The Supreme Court also agreed to hear arguments in the following civil matters:

  • State of Illinois ex rel. Joseph Pusateri v. The Peoples Gas Light and Coke Co., etc. (First District), a case in which the appellate court reversed the dismissal of the plaintiff’s complaint under the Whistleblower Reward and Protection Act. The panel held the plaintiff’s complaint alleging that People’s Gas falsified gas leak response reports could have led state regulators to approve a rate increase under false tenses states a cause of action under the act.

  • Steven A. Skaperdas et al., etc., v. Country Casualty Insurance Co. (Fourth District), a case in which the appeals panel reversed the lower court’s finding that the defendant didn’t owe a duty of care to the plaintiff in obtaining coverage because he was an agent, not a broker.
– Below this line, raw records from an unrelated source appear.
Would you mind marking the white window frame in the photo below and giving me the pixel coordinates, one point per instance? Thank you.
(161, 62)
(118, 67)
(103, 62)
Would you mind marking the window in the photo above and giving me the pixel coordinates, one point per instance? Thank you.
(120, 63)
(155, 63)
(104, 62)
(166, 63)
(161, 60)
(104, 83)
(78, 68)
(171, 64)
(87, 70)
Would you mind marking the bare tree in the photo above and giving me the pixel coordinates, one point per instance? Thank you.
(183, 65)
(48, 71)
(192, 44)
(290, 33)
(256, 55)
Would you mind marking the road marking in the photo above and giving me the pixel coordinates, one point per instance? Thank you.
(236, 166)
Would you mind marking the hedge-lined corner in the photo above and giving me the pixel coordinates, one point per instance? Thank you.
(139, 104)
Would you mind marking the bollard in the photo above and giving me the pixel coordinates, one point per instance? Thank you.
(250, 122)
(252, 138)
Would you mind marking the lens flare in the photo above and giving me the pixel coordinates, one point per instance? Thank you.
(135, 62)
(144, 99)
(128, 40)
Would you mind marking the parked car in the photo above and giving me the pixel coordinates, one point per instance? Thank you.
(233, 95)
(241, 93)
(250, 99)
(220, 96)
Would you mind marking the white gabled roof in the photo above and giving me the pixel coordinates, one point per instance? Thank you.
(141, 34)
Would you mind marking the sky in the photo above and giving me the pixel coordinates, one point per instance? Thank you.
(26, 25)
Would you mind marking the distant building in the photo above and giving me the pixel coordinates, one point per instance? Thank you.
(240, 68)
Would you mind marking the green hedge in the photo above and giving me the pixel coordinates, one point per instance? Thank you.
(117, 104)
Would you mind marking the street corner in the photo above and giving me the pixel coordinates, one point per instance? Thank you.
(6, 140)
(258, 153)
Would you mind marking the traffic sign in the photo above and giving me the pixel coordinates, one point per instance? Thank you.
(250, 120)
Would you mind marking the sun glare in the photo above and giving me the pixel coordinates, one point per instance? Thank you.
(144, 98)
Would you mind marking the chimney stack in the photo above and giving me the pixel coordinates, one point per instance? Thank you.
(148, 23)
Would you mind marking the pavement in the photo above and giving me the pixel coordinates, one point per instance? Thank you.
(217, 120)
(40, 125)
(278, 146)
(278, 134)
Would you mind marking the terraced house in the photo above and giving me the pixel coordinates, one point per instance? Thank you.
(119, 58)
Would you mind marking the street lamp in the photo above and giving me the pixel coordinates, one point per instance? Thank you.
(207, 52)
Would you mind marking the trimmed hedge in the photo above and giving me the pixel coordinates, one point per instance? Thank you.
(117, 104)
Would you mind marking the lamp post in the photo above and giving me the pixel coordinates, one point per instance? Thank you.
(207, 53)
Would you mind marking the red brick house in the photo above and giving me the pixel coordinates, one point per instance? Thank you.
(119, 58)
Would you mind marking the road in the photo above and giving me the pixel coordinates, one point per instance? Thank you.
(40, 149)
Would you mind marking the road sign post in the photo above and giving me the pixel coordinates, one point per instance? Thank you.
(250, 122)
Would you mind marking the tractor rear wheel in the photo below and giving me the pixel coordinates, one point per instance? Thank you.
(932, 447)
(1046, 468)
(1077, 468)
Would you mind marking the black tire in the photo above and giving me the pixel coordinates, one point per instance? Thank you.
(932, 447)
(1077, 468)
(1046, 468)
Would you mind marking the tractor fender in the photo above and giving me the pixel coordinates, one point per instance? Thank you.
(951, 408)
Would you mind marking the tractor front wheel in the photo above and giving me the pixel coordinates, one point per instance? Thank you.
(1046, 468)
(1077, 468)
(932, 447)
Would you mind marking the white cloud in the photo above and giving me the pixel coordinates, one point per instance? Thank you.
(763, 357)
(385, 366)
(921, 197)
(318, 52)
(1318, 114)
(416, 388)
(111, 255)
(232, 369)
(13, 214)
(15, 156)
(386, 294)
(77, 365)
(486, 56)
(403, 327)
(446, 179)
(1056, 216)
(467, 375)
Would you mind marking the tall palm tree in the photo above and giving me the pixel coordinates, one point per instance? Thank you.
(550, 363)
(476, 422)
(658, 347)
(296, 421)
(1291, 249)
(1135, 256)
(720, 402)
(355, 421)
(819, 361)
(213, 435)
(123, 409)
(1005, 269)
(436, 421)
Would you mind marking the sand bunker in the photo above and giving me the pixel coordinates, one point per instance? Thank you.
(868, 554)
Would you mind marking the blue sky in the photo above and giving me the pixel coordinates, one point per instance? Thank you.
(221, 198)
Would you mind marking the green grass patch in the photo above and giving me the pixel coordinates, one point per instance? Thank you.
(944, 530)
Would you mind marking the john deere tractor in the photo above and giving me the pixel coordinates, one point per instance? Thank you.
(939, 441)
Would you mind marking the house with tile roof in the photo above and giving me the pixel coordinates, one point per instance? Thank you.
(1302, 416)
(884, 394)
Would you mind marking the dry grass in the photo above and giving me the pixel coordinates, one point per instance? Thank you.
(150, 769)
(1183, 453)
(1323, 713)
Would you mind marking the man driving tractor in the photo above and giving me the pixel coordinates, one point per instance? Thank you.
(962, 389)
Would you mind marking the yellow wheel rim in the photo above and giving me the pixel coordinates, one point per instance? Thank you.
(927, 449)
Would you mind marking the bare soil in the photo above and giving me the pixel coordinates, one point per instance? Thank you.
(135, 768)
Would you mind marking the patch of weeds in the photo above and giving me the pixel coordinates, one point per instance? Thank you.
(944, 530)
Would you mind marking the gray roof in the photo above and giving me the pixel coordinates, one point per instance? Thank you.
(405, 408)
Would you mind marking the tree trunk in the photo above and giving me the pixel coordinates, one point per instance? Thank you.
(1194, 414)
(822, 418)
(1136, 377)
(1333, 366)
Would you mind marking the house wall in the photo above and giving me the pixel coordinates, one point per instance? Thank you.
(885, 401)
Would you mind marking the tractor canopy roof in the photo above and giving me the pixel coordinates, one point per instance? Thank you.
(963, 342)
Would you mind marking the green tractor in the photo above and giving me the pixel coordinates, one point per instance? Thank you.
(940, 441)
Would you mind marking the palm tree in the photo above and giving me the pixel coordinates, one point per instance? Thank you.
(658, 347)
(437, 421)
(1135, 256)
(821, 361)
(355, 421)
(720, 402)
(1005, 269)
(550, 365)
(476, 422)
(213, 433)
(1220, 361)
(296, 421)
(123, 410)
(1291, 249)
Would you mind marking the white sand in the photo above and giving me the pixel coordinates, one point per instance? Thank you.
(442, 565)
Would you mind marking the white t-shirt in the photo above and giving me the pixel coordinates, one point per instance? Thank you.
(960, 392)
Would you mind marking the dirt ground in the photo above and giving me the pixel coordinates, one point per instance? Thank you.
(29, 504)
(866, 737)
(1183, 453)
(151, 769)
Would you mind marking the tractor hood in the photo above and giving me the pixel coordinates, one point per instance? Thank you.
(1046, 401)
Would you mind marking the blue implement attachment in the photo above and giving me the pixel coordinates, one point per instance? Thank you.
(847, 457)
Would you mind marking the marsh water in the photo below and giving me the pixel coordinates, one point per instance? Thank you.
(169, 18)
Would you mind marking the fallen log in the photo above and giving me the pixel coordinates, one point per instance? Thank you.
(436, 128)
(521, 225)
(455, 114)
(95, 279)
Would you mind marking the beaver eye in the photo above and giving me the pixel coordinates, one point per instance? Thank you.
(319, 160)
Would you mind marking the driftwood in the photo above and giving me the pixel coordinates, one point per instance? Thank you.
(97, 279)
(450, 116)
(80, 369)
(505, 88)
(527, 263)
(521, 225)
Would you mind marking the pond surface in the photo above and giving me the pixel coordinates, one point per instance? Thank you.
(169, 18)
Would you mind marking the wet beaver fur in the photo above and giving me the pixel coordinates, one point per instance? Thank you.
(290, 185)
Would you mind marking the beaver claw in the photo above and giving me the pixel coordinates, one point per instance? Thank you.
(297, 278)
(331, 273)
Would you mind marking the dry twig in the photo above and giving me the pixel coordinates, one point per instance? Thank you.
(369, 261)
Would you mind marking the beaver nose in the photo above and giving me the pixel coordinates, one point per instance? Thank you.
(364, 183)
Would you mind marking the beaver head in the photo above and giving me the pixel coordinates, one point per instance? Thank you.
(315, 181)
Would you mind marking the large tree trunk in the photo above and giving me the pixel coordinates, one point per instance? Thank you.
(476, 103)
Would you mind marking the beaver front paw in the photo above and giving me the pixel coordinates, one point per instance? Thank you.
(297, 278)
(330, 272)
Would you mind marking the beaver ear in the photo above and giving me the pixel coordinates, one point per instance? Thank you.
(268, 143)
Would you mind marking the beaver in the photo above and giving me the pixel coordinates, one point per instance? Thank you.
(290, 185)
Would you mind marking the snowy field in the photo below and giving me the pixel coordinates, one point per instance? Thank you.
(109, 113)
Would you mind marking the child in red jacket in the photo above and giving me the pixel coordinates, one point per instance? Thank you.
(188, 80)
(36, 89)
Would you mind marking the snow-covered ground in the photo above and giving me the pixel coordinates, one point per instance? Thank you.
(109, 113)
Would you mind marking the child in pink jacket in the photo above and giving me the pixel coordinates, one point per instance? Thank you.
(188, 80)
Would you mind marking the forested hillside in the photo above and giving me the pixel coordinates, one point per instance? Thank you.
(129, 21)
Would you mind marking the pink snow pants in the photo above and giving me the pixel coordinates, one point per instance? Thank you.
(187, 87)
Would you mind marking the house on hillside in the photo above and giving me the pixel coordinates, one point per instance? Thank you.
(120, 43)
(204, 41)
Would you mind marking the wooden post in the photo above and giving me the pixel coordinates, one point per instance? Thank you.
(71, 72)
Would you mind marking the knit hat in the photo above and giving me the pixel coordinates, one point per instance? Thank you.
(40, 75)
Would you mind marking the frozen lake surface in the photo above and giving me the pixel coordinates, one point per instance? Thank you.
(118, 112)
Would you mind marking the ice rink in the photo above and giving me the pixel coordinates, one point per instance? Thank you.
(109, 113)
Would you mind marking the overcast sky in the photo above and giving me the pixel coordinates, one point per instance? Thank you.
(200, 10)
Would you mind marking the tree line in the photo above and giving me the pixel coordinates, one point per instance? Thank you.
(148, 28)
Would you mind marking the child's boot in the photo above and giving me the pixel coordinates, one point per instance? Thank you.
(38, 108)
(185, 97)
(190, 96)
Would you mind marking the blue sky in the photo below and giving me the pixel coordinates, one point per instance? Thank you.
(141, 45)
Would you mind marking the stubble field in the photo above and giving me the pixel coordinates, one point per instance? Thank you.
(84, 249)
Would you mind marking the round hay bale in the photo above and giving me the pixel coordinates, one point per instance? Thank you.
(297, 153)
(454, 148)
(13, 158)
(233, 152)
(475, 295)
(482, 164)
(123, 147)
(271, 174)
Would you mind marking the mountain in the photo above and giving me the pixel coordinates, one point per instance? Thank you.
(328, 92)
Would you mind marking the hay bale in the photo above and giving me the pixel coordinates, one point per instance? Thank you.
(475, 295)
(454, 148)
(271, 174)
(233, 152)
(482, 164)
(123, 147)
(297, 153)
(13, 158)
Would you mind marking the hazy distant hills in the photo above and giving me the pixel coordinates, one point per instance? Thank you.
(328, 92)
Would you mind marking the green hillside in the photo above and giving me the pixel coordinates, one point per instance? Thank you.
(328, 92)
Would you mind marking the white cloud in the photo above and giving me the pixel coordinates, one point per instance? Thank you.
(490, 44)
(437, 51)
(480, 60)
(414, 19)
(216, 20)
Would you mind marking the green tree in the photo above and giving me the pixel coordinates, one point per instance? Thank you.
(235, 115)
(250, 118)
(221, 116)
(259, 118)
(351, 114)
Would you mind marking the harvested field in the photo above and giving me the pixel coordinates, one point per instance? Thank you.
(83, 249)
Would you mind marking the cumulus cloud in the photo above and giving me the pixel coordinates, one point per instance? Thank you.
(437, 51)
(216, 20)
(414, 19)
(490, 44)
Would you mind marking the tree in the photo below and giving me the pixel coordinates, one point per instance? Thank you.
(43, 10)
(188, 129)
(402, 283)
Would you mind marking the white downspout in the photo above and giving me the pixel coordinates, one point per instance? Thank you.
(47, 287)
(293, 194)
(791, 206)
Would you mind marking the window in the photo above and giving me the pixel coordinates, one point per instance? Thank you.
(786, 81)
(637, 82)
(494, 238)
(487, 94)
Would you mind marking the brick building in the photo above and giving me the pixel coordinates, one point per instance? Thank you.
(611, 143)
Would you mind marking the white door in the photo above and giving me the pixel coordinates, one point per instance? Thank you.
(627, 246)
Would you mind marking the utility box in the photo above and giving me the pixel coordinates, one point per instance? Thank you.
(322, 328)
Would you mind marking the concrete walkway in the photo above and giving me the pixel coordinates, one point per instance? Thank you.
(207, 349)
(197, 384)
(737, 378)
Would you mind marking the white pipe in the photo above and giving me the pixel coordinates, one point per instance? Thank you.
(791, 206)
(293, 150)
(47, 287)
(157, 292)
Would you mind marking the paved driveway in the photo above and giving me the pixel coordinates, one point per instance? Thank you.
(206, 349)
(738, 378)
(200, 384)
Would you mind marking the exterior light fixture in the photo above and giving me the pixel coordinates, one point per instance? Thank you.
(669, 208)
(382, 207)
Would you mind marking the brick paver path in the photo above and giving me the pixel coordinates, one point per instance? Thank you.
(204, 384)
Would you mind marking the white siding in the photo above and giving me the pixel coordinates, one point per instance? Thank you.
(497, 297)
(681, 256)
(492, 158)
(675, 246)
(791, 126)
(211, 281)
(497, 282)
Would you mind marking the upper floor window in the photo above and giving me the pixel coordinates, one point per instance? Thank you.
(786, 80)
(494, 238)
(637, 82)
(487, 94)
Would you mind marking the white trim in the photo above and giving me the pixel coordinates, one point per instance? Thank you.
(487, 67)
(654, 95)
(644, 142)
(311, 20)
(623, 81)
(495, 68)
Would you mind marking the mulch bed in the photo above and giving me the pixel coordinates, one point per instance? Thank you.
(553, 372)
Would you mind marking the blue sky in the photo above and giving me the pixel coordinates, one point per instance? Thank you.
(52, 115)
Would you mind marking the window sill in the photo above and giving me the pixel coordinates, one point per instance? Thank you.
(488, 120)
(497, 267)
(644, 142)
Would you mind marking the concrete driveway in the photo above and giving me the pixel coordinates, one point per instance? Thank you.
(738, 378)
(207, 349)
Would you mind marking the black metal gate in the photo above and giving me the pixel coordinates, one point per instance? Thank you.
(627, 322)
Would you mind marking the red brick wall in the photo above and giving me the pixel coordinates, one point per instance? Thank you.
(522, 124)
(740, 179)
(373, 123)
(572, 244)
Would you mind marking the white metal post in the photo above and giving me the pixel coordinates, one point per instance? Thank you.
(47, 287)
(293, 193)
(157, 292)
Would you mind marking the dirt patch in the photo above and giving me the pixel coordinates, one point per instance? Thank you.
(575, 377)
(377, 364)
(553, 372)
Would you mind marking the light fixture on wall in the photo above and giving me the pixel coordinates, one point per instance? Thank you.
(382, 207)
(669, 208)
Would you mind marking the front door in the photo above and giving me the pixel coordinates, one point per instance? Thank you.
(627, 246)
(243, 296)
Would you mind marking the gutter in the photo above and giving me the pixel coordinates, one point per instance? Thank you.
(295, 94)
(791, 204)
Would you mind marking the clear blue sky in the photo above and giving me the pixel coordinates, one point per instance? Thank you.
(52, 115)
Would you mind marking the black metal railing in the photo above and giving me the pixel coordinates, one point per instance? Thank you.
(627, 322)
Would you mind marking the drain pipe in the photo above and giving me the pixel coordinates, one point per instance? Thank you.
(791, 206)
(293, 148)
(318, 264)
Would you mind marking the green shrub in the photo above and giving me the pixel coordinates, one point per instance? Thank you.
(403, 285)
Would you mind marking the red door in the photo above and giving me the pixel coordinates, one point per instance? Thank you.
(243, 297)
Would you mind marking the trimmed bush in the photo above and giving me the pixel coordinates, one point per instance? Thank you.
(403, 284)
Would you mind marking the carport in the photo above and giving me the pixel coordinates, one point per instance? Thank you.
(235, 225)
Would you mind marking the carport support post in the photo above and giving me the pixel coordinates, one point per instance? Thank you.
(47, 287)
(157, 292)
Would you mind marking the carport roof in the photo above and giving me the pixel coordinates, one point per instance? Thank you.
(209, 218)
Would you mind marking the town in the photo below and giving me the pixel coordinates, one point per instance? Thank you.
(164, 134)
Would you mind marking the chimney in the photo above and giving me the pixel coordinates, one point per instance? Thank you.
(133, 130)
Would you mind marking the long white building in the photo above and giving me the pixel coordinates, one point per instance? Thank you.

The panel held there is no distinction between agents and brokers when it comes to duty of care in the Illinois Insurance Placement Liability Act.

  • Carolyn Bettis, v. Charles M. Marsaglia et al., etc. (Fourth District), a case in which the appellate court affirmed the dismissal of the plaintiff’s complaint seeking administrative review of an electoral board decision that sustained objections to petitions over a voter proposition.

  • Mary Slepicka, etc., v. The State of Illinois, etc., et al. (Fourth District), a case in which the appeals panel vacated the lower court ruling upholding the Department of Public Health’s approval to grant the involuntary transfer/discharge a nursing home resident and remanded with directions to transfer the matter to the Cook County Circuit Court.

In addition, the justices allowed petitions for leave to appeal in People v. Antonio Almond (First District); People v. Keith W. LeFlore (Second District); People v. Barbara J. Chenoweth (Fourth District) People v. Steven Castleberry (First District); and People v. Mary M. Holt (Second District).

It is unclear when the court will hear arguments in these cases. Its next term is in March.